ArcGIS Notebook Server requires communication over the HTTPS protocol. This provides a secure communication channel for all web traffic, both from ArcGIS Notebooks and from the back-end server site. Accessing ArcGIS Notebook Server through HTTPS ensures network confidentiality and data integrity.
The use of HTTPS protects against man-in-the-middle attacks, in which a malicious agent intercepts unsecured communications over a network and poses as the legitimate source of the communications to both the client and the server.
Communication over HTTPS is established through the use of digital certificates, which are usually signed by a certificate authority (CA). CA-signed certificates ensure trust between the client and the server.
There are three kinds of certificates:
- Self-signed certificates are only signed by the owner of the website to which they're registered. They are only appropriate for internal development and staging environments, not for production deployments.
- Domain certificates are only signed by the internal CA of the organization to which they're registered. They are appropriate if all web traffic will take place within the organization's firewall.
- Certificates signed by a well-known external CA are the standard for production deployments. These certificates assure clients from outside your firewall that the identity of your website has been verified.
ArcGIS Notebook Server has its own internal certificate store and includes a default self-signed certificate when it's first set up. However, you should configure a certificate signed by a well-known external CA before putting your ArcGIS Notebook Server site into production. This is especially important when your site's notebook authors will run notebooks that make calls over the internet.
Web browsers trust a site when it carries a certificate signed by a well-known external CA. Most web browsers warn or discourage you from using self-signed certificates.
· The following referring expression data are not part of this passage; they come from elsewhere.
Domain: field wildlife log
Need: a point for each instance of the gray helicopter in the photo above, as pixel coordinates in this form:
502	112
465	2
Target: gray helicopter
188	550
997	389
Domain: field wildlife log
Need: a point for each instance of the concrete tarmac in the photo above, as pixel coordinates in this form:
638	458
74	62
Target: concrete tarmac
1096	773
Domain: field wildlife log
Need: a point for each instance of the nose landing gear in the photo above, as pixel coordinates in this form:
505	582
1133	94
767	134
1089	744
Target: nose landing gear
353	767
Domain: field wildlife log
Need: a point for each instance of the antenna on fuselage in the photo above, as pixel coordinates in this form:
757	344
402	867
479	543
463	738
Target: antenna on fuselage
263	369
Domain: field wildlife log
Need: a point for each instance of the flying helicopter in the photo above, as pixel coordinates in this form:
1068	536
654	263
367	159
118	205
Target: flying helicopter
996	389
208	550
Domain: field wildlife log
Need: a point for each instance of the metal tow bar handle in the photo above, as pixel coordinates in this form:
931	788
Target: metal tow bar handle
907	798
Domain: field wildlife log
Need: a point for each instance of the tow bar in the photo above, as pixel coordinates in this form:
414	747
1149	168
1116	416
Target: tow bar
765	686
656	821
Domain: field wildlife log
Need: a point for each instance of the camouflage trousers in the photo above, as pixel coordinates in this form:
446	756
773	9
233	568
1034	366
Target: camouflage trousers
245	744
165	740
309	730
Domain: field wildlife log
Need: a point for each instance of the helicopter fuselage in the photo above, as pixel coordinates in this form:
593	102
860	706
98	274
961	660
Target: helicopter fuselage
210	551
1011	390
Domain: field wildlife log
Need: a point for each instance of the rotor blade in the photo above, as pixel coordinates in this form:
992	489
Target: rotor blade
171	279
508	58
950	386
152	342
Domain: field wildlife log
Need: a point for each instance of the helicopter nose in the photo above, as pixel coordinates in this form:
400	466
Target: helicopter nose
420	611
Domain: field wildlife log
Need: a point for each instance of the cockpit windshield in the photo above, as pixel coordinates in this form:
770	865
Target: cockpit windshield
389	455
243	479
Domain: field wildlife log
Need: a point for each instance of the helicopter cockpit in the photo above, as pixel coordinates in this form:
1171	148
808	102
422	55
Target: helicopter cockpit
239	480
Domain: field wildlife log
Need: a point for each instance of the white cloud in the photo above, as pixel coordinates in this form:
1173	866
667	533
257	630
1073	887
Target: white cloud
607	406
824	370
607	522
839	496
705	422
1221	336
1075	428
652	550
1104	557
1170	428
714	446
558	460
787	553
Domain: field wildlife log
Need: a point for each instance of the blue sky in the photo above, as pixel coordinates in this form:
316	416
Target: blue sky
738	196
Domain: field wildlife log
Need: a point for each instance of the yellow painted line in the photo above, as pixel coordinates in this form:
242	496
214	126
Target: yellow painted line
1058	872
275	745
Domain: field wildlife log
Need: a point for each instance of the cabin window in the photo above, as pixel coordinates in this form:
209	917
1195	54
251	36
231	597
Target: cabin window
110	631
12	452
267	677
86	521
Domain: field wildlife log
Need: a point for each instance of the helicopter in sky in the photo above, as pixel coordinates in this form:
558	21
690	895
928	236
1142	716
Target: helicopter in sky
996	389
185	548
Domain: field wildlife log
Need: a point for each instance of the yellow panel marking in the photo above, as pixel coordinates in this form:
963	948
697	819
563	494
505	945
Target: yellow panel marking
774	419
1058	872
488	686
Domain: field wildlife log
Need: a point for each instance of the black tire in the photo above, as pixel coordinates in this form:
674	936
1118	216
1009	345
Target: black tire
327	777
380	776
If your site is using one, users will have to frequently suppress warnings from the browser when accessing resources on your site.
Your IT administrator should be able to provide you with certificates signed by an well-known external CA. If not, you can generate your own certificate in ArcGIS Notebook Server and request for it to be signed by a CA.
All actions pertaining to certificates can be done in the ArcGIS Notebook Server Administrator Directory.
When you change the name of an ArcGIS Notebook Server machine, the site issues a new self-signed certificate and begin using it. You should then configure a CA-signed or domain certificate for the new machine name.
Configure a certificate with ArcGIS Notebook Server
The following topics provide steps on how to configure certificates with ArcGIS Notebook Server
- If you already have a CA-signed certificate (including a domain certificate): See the topic Configure an existing CA-signed certificate.
- If you need to create a new certificate and have it signed by an external CA: See the topic Configure a new CA-signed certificate.
If you only want to use a self-signed certificate, you do not need to take any action. ArcGIS Notebook Server comes with a default self-signed certificate, which can be used as soon as the site is set up. Remember that self-signed certificates are only recommended for internal development and staging environments.